Утром я была свежа и полна сил, позавтракав, я пошла в институт. Еще подходя к знакомому зданию, я увидела Виктора. Он крутил головой, выискивая меня глазами. Поравнявшись с ним, я остановилась, а Виктор схватил меня за руку и стал говорить, что он понял, что любит только меня, и если я его не прощу, то для него все будет кончено, так как он не представляет своей жизни без меня. Он уговорил меня не ходить в этот день в институт, и мы уже к вечеру подали заявление в загс. Я уговорила его, что мы будем жить у бабы Дарьи.
С этого дня наступила новая эра в моей жизни. Я была счастлива. Единственное, что мешало моему счастью, – это тошнота из-за моей беременности.
После регистрации прошел месяц, и моя свекровь (к ней мы заходили примерно два раза в неделю) стала уговаривать нас перейти к ним в квартиру. Доводы ее были разумны: скоро будет ребенок, в квартире всегда горячая вода, не нужно бегать в туалет на улицу, а это значит, что будет меньше вероятности застудить на морозе грудь. Опять же ребенку нужна постоянная температура, а ночью дом остужается, ну и тому подобное. В ответ на ее слова мне нечего было возразить, и выглядел бы мой отказ как явное нежелание жить вместе со свекровью, а это, согласитесь, обидно для нее и для моего мужа. Меня уговаривали все: свекровь, свекр, муж, а я упорно отказывалась. Не могла же я сказать им, что поклялась на Библии жить с чужой для меня женщиной. Этого бы, наверное, никто не понял!

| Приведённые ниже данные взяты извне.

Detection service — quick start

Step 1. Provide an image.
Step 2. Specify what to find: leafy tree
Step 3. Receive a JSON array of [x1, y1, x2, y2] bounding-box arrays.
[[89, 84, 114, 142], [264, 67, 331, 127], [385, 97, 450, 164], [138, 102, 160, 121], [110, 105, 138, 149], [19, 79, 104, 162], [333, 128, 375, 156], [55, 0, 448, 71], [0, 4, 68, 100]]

Однажды, придя из института, я застала у себя в доме свекровь. Она сидела на кухне с бабой Дарьей. С ее слов я поняла, что она приехала за моими вещами и за вещами Виктора на грузовике.
И действительно, возле дома на улице стояла машина. Баба Дарья позвала меня в комнату и стала яростно шептать, что я должна помнить свою клятву, данную на Библии. Сказала, что из-за меня она нарушила свое обещание Богу девять лет молиться о прощении своих грехов, что она стала клятвоотступницей перед Господом, потому что пожалела меня, а теперь я должна сдержать свое слово.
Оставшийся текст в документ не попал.